"If comedy is tragedy plus time,
I need more fucking time.
But I'd prefer less fucking tragedy,
to be honest with you."
On November 23, 1963 the cast of the British political satire show, THAT WAS THE WEEK THAT WAS, scrapped all the material they had written that week, went on live television and publicly mourned JFK who had been assassinated the day before. There were no jokes, just tearful and sincere testimonials about an American president these Brits described as a “gigantic marvelous present.”
On September 17, 2001 David Letterman returned to television for the first time since the 9/11 terrorist attacks and shakily asked for the patience and indulgence of the audience because “watching this tragedy I wasn’t sure I should be doing a television show.”
And last night, responding to the mass shooting in Las Vegas—the most recent mass shooting that gives city names like Orlando, San Bernadino, Newtown and Charleston horrific overtones —Jimmy Kimmel gave a raw and grief-filled opening monologue saying “I want this to be a comedy show….I just want to laugh about things every night but it seems to be becoming increasingly difficult lately.”

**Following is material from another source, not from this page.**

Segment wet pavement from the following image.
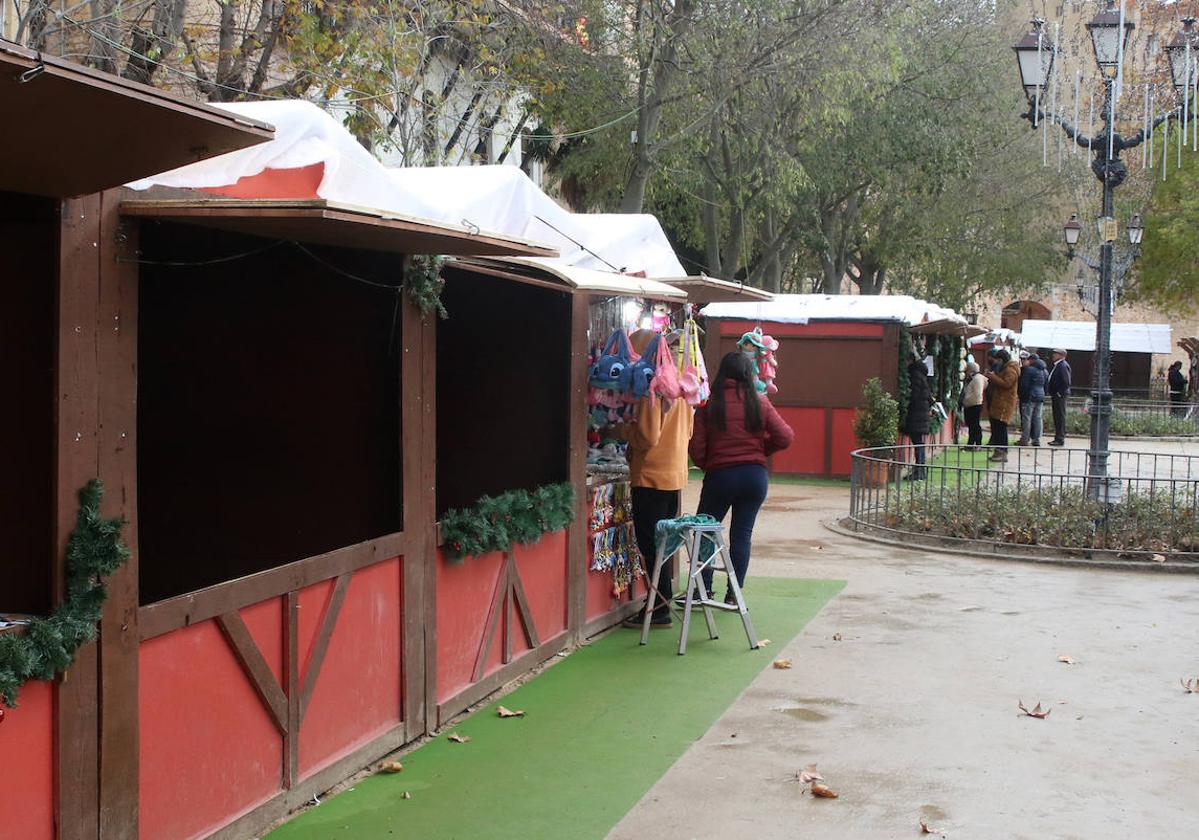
[609,485,1199,840]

There is a saying in political humor that you can make fun of the smoke but not the fire. What do you do when everything seems to be fire?

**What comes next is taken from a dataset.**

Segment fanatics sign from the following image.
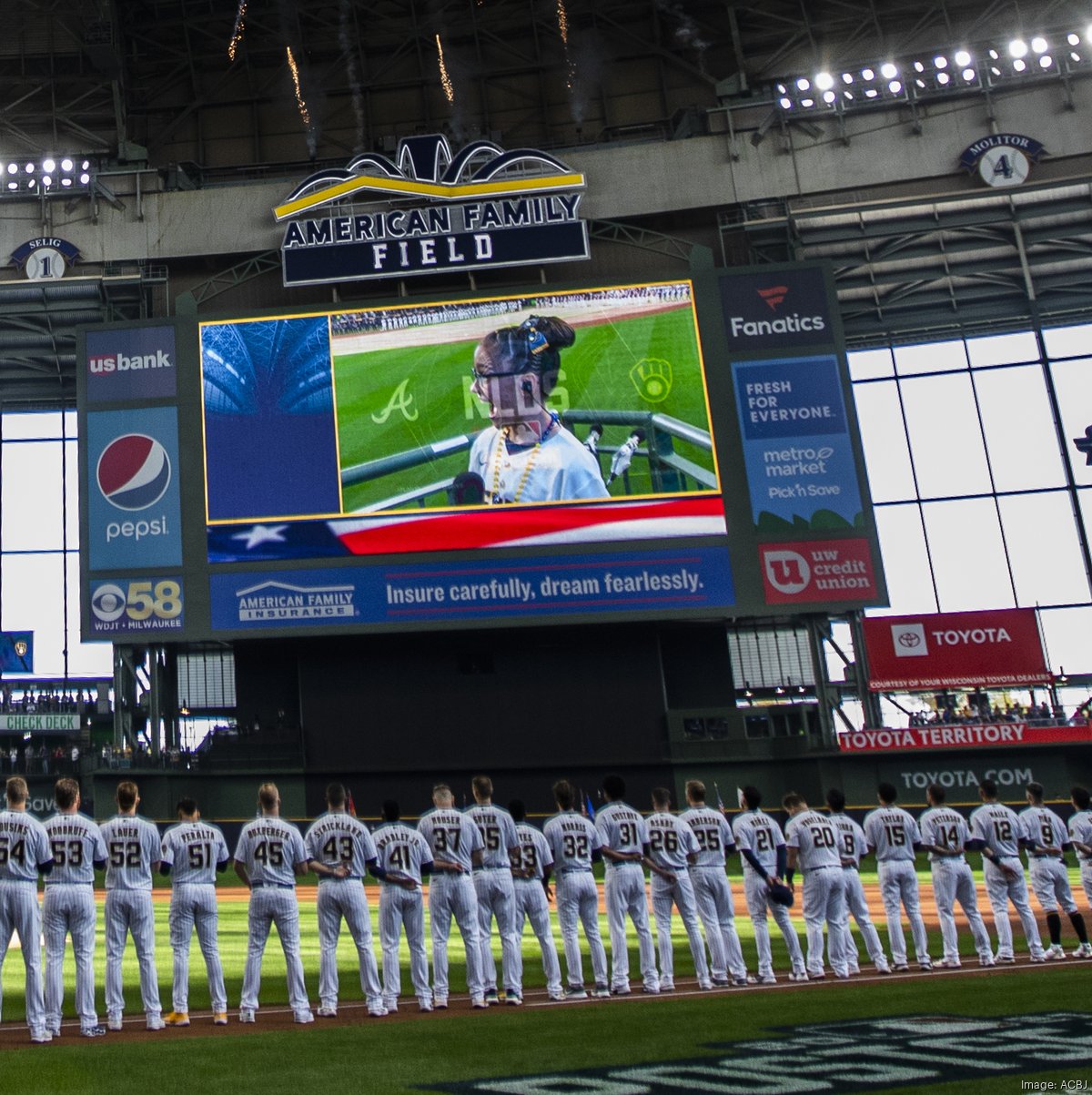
[864,609,1050,692]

Between the hurricanes, the shootings, the neo-Nazi marches, the North Korean threats, the unprecedented and vicious political division, the idea of creating comedy seems by turns both absolutely vital and completely pointless.
On November 4, 1943 Lou Costello, one half of the comedy duo Abbott and Costello of “Who’s on First?” fame came home from an afternoon rehearsal to find out that his one year old son, Lou Jr., had drowned in their swimming pool. He was supposed to do a radio show that night. Bob Hope, Jimmy Durante, Red Skelton and Mickey Rooney volunteered to take his place but Costello decided to do the show himself. He said later,
“After comforting my wife the best I could, I went back to the broadcasting station to do my radio show that night. Not because I was following the tradition of show business that "the show must go on." No, indeed. I wanted to do the radio show so that my voice would go out into the air, with the hope that Lou, Jr., might hear it wherever he was.”
So…we will be outraged and we will grieve and we will be overwhelmed at times, but we will continue to put our comedic voices into the air in the hopes that anyone who needs to can hear them.